I’ll tell you, one of the most satisfying things in life is to turn around to everybody and say, “I told you so…” My favorite Van Halen song of all time is that unreleased House of Pain. There’s nothing better, and that includes Eruption. That thing is like a locomotive that’s going down the track without being able to stop.
I love Jamie’s Cryin’ because of that hook. Which, of course, was sampled by Tone Lōc. The funny thing is the other song Tone Lōc sampled was [Kiss’s] Christine Sixteen, which also connects to Eddie and Alex [Van Halen], because they were with me in the studio doing the original demo.
In fact, Edward’s solo on that – one take – was so good that when Kiss went to re-record the song I forced Ace [Frehley] to copy it note-for-note. He hated that. Not since Hendrix did anyone change the game like Edward. But don’t kid yourself – it wasn’t just his guitar.

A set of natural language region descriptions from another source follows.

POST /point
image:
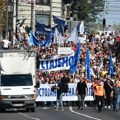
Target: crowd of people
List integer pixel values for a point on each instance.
(100, 46)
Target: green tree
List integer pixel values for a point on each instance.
(87, 10)
(2, 20)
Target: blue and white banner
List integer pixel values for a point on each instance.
(44, 93)
(73, 36)
(63, 63)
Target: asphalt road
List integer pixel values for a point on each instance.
(69, 113)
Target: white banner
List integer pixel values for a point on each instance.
(65, 50)
(56, 64)
(44, 93)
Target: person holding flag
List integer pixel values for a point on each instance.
(110, 67)
(87, 65)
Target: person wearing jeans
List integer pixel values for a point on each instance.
(116, 96)
(81, 92)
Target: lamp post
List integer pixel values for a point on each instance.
(32, 23)
(6, 18)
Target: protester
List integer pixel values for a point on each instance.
(81, 92)
(108, 85)
(100, 94)
(116, 95)
(59, 102)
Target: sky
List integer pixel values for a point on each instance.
(113, 12)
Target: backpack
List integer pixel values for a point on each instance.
(65, 87)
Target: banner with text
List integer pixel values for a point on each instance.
(56, 64)
(44, 93)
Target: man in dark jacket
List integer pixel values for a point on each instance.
(59, 96)
(81, 91)
(108, 84)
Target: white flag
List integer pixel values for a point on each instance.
(82, 28)
(73, 36)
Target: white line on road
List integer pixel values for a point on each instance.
(83, 114)
(29, 116)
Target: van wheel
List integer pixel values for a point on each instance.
(33, 109)
(27, 109)
(2, 109)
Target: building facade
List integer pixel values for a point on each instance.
(36, 10)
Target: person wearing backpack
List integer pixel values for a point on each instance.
(65, 80)
(116, 95)
(59, 102)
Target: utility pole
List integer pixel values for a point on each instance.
(6, 18)
(16, 19)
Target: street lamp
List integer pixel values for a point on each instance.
(32, 23)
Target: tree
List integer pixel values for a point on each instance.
(87, 10)
(2, 9)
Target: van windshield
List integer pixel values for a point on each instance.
(16, 80)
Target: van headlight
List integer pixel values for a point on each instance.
(30, 96)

Those are legitimate songs. It’s great, classic songwriting. And besides being a monster on his instrument, there was such a pure soul in there. None of that ego stuff. Even when you see the videos of him onstage, when he solos, he looks like he’s in heaven. He’s smiling his face off while he’s just destroying the fretboard. When I heard Edward had passed, the image I got in my head was a big smile.